Saturday, November 3, 2007

UnAmerican

In the lunch room yesterday one of my colleagues corrected herself after using the word "Americans" to refer to well, some Americans. She then changed it to North American. There is something that borders (pardon the pun) on silliness about this whole thing.

First of all, the idea that using American is somehow inaccurate or elitist just plain ignores the facts. I am a citizen of the United States of America. No other country uses America in its official name that I am aware of. It is not Canada of America, Brazil of America or Mexico of America. Latin America is not a country.

Second, her correction was no correction at all. If citizens of the US were to start calling themselves North Americans, the Canadians could then object.

Third, do the people in Mexico really want to think of themselves as Americans when the Iranians or Saudis pile into their streets chanting "Death to America" or the Europeans march with their signs condemning those awful "Americans"? I think not.

Fourth, it is too late. If somebody wanted to start complaining about this they should have started hundreds of years ago.

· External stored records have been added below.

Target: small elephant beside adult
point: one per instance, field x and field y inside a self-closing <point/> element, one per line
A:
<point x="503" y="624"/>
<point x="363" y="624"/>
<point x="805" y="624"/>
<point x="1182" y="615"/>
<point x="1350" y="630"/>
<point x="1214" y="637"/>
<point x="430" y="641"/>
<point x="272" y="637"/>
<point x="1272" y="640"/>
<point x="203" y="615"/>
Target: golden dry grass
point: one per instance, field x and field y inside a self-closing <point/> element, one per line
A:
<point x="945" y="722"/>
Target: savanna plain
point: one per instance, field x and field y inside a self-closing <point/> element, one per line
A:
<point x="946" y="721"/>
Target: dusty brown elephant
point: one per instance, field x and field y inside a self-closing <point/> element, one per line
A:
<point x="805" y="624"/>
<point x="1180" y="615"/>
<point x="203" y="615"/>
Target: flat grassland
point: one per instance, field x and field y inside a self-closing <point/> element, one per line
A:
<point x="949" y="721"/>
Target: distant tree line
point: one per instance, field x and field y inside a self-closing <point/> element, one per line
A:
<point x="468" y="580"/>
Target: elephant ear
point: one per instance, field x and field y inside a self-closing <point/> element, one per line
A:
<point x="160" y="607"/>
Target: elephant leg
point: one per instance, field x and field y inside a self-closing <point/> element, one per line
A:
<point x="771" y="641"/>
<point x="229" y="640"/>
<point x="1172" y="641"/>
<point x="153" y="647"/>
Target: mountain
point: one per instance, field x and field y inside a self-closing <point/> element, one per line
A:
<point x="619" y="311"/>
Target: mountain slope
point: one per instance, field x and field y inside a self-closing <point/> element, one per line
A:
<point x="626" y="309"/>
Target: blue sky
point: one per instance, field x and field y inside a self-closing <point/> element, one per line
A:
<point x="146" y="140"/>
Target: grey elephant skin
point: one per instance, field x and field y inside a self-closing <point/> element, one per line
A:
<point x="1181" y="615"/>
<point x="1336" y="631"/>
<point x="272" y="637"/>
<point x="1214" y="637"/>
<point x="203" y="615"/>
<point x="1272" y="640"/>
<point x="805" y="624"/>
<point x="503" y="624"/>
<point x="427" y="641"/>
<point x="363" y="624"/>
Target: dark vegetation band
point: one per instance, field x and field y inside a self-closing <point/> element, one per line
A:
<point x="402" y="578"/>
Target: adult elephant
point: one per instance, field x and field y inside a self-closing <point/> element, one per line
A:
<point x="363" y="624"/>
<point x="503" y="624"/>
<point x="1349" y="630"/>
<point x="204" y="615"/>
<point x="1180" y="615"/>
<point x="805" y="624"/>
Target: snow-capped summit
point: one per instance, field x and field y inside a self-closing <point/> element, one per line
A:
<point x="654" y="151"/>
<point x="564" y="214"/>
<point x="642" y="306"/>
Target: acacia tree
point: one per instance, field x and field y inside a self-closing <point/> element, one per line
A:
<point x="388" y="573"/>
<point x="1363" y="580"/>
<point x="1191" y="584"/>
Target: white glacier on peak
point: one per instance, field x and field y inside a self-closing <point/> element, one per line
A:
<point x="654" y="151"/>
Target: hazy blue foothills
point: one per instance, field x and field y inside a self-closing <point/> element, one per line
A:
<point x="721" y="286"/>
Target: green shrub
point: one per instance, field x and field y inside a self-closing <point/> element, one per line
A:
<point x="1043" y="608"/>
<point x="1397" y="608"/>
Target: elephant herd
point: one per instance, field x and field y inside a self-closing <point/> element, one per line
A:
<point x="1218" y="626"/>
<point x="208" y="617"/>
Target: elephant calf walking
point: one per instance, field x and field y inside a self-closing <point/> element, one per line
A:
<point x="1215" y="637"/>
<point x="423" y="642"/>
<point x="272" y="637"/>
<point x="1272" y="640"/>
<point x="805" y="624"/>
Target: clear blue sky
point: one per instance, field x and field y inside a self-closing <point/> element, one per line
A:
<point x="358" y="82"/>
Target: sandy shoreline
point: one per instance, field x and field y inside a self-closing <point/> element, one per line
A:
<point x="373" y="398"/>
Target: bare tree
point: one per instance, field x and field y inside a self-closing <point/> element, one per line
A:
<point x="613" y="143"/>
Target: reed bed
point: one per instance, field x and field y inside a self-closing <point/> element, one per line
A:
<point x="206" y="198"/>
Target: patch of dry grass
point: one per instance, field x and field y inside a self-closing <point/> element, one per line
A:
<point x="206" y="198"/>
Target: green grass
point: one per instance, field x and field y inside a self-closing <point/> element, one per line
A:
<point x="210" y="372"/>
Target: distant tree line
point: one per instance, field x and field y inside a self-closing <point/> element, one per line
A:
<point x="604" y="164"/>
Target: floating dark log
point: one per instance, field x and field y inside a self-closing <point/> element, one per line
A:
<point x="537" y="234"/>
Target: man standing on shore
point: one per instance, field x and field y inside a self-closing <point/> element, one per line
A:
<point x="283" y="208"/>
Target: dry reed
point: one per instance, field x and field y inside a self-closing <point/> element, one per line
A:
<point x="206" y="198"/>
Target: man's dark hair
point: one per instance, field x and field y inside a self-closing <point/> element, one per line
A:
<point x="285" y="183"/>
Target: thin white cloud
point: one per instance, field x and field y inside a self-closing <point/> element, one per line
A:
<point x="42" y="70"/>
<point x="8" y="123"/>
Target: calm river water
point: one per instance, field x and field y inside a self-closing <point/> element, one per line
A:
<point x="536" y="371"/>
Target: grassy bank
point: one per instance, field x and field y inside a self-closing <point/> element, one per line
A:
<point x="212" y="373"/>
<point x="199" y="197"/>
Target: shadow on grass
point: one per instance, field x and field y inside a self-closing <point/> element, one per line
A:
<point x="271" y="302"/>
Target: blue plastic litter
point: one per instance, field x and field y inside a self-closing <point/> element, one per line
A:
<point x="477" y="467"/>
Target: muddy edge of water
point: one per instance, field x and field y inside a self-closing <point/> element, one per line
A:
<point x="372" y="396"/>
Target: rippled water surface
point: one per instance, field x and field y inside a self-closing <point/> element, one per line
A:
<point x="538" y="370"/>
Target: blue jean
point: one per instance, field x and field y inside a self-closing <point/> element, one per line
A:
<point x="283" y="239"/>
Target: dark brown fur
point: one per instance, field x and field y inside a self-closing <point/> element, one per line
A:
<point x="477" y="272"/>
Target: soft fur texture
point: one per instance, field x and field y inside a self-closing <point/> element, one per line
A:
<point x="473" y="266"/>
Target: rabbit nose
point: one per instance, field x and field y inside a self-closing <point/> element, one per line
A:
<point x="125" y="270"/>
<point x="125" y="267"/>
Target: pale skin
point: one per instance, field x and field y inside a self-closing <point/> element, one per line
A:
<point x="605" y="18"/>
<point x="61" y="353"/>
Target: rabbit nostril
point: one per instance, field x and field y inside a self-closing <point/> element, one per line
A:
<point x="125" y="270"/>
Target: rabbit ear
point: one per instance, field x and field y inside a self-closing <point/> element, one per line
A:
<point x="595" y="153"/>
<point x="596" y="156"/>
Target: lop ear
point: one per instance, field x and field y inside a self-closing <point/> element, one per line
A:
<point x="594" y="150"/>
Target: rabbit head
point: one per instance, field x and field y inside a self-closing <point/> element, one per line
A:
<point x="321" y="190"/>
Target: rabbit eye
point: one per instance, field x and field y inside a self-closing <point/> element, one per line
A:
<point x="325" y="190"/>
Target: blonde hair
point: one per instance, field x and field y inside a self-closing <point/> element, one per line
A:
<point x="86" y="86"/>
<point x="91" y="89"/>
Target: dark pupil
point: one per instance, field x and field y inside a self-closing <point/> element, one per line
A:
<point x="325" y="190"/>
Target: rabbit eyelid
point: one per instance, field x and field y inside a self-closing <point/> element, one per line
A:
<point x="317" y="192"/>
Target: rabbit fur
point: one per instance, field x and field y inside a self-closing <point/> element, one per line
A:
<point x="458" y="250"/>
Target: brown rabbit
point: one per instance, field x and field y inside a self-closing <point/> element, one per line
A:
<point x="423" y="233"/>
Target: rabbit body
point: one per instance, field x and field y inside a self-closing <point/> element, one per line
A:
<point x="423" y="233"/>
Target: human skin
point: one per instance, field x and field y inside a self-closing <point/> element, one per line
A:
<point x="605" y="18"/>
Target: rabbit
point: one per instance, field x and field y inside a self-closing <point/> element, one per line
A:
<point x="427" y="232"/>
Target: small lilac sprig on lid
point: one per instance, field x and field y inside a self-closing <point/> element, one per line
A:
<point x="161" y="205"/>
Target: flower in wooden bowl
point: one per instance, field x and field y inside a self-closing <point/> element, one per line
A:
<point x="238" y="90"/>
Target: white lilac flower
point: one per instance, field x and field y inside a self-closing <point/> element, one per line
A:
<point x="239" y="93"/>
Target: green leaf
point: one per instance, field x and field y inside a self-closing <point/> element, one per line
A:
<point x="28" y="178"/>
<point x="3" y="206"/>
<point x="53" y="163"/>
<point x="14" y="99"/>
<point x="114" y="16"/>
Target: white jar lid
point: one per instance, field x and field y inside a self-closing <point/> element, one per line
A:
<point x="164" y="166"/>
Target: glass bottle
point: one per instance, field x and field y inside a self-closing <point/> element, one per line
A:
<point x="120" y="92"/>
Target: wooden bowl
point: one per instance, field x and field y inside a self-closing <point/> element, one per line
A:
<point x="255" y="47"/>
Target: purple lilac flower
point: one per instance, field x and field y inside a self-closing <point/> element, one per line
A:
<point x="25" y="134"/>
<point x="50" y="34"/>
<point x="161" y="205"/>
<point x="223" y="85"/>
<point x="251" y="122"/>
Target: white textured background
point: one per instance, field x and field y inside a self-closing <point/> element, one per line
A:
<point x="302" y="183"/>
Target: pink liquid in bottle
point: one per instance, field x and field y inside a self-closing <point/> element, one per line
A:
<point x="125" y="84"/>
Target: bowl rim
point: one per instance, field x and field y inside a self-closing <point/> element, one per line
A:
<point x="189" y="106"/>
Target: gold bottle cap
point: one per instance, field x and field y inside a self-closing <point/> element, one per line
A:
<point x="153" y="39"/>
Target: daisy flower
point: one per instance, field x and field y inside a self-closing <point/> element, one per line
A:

Fifth, it is strange to see Americans self-flagellating over this when they rarely offer a reasonable alternative. USAer? United Stateser? USEse?

Sixth, if other Latin American countries want to use American, let them have at it. When I use "American" it is not done with any sort of exclusivity in attitude. I do mean citizens of the USA. But if others want to use it, who is going to stop them?

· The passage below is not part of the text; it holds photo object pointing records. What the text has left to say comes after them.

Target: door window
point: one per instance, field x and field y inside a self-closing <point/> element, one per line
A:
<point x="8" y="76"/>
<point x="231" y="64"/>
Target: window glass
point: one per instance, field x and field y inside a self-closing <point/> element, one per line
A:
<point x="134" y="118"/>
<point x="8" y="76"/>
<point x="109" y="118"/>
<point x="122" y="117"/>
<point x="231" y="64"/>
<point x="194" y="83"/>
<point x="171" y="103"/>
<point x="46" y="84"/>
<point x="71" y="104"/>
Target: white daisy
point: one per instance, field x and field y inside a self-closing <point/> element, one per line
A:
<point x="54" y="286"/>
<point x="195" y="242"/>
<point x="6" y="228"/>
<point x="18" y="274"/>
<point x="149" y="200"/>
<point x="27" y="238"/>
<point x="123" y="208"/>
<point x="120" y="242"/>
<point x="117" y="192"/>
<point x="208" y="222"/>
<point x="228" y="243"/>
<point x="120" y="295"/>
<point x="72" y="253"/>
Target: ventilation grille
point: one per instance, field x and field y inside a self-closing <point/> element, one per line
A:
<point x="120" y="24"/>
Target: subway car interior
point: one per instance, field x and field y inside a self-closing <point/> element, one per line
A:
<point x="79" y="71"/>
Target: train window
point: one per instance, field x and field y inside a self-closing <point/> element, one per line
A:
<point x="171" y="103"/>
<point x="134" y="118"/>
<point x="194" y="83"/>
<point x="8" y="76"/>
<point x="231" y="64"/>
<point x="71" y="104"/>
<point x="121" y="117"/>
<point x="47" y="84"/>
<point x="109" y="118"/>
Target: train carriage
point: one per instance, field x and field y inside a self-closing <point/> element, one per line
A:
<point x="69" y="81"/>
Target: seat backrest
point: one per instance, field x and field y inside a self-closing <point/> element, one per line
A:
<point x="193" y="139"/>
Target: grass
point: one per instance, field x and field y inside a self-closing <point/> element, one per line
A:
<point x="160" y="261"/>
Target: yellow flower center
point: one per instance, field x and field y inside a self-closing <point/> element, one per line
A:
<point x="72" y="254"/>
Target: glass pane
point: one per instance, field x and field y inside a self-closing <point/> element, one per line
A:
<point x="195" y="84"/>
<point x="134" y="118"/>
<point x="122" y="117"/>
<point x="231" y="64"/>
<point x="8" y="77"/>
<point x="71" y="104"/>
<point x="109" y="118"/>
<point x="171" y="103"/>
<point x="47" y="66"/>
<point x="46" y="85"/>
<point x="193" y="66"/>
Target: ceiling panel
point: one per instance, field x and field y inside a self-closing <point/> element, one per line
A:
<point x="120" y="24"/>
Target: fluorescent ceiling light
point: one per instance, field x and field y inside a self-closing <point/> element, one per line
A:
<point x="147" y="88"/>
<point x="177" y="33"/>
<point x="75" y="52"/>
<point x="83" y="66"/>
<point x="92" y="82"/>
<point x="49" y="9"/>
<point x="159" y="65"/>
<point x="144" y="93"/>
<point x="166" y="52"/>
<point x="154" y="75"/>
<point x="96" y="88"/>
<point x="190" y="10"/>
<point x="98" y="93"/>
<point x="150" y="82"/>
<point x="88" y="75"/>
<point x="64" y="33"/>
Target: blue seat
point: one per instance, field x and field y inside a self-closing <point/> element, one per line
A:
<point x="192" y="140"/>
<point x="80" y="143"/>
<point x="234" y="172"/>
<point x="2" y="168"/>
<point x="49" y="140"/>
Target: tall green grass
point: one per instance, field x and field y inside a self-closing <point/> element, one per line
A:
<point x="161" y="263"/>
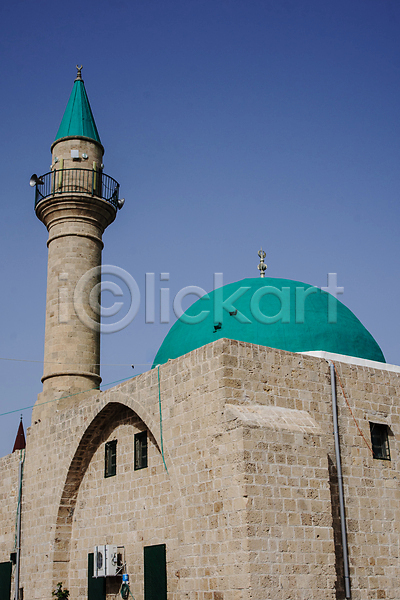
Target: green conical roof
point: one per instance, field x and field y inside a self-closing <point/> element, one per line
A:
<point x="78" y="120"/>
<point x="278" y="313"/>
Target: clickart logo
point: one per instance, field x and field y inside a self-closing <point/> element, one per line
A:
<point x="265" y="303"/>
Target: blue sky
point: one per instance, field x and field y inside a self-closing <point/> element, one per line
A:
<point x="229" y="125"/>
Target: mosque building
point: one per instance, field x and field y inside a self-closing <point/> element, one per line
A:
<point x="257" y="459"/>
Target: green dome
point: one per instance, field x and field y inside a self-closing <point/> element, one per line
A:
<point x="278" y="313"/>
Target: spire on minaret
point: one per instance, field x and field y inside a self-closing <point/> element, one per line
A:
<point x="20" y="439"/>
<point x="78" y="120"/>
<point x="79" y="73"/>
<point x="262" y="267"/>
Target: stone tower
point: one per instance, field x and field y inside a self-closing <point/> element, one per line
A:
<point x="76" y="201"/>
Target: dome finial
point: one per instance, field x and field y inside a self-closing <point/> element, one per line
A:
<point x="262" y="267"/>
<point x="79" y="75"/>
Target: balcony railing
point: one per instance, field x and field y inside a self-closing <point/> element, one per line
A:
<point x="86" y="181"/>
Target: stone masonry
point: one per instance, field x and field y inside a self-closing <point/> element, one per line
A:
<point x="246" y="501"/>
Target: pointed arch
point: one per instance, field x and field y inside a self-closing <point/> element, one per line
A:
<point x="101" y="426"/>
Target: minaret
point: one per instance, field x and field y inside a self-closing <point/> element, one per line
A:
<point x="76" y="201"/>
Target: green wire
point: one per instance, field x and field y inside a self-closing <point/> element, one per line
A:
<point x="159" y="404"/>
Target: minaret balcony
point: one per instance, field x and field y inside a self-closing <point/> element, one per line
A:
<point x="78" y="181"/>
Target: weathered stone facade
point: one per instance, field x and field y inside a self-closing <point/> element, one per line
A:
<point x="246" y="502"/>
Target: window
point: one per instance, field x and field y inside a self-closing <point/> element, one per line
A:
<point x="380" y="441"/>
<point x="140" y="450"/>
<point x="155" y="572"/>
<point x="110" y="464"/>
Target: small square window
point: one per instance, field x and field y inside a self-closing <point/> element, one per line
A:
<point x="110" y="464"/>
<point x="140" y="450"/>
<point x="380" y="441"/>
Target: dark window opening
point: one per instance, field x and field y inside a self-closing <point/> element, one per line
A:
<point x="155" y="572"/>
<point x="380" y="441"/>
<point x="140" y="450"/>
<point x="110" y="466"/>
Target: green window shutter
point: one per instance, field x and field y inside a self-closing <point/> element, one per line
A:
<point x="96" y="585"/>
<point x="155" y="572"/>
<point x="5" y="580"/>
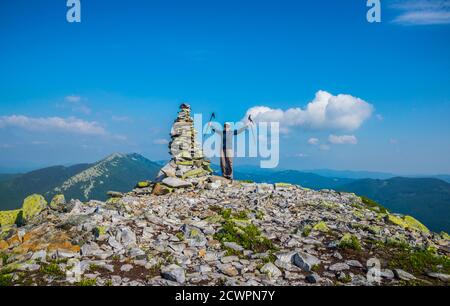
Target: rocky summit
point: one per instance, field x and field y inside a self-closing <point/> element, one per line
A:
<point x="189" y="227"/>
<point x="216" y="232"/>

Seventh, This has been tried numerous times before and it has failed every time.

1 comment:

Christopher said...

So is "American" unamerican?

I was taught in high school that the Spanish call us "los estados unidenses". I googled up the phrase and found that some Spanish-speaking persons are indeed calling us that or los estadounidenses -- in effect, "United Statesers." It doesn't work smoothly in English.

But your point stands. "American" is not only what we typically call ourselves, but what many in the world call us.

Without a good reason and a reasonable alternative, our inventing a new term would be merely quixotic.